Tuesday, March 11, 2008

No Charges Against Spitzer, But Wingnut Calls For Resignation Or Impeachment

Republicans nationwide are calling for the resignation of New York Governor Eliot Spitzer [photo], following allegations of involvement with a high-priced prostitution ring. The story is generating international attention, even though no criminal charges have been laid.

And, according to the New York Times,
[New York State] Assemblyman James Tedisco, a Republican and the Assembly minority leader, said he would begin moving to have Mr. Spitzer impeached if the governor did not step down within 48 hours.
My, what double standards we keep.

When the offending party is an elephant, such as Arizona Congressman Rick Renzi, it doesn't matter whether he's been charged, indicted, arraigned, whatever ... We get explanations like this:
"There is a presumption of innocence in this country and it applies to congressmen. And Congressman Renzi is fully prepared to continue serving [sic] his [constitutents] while we fight for his rights in court. And there's plenty of rights to be fought for."
But when the offending party is a donkey, all that "presumption of innocence" stuff goes out the window. This is politics, after all; and post-democratic America, too; in other words: There are no rules. There is only power.

Larisa Alexandrovna has more at At-Largely. In "Remember the days when being linked to a straight, female, adult hooker was political suicide?" she mentions a few Republicans who have been caught doing much worse, but who have remained in office; she also mentions some of the sleaziest Republican sex scandals of recent times, all of which go way beyond this one.

Then, in "Spitzer's selective prosecution?", she looks at some of the disturbing indications that this case is personal and political rather than anything else.

Jane Hamsher asks some good questions at Fire Dog Lake, too.

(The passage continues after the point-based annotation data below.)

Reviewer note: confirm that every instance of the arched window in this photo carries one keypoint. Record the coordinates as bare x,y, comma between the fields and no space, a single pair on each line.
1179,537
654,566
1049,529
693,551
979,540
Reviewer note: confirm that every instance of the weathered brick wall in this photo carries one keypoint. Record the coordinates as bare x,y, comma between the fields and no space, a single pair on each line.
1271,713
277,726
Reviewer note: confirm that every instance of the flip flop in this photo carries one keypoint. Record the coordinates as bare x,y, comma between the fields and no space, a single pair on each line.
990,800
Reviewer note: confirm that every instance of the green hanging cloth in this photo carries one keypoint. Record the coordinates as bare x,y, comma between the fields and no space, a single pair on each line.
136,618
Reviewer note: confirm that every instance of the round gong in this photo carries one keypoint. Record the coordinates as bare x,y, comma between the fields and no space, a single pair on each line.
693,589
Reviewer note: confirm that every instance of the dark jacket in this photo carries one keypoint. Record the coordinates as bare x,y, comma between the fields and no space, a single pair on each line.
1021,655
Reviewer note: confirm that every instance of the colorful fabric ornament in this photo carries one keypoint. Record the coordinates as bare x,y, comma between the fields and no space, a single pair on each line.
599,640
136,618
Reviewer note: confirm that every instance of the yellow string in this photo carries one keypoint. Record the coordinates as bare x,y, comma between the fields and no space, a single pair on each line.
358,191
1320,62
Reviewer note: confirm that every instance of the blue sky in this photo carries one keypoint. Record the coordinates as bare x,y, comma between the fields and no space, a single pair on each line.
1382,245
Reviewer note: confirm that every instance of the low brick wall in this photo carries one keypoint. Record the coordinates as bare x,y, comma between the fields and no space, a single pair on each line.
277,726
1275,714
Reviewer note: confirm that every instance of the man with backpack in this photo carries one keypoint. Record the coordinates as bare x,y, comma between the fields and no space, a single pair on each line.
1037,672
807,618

See "Some Questions About the Spitzer Incident".

As for me, I merely wish to express my confidence that this incident has nothing to do with the op/ed Spitzer published last month in the New York Times, in which he exposed the fact that the Bush administration had used its power to protect predatory mortgage lenders, over the objection of all 50 state Attorneys General.

I am also confident that it has nothing to do with any of the anti-corruption work he has done on behalf of the people of his state.

How can I be so confident? Because ruining somebody because of a truth he'd told -- or because of good work he had done -- would be dishonest.

That's why.

Now, if he had done something really trivial -- started a war of aggression, or several of them -- and an opposition politician had called for his resignation with the threat of impeachment, I might be singing a different tune. I might say "Aw, come on! This is meaningless; it's all political; they just don't like his attitude."

And then I could be the perfect wingnut.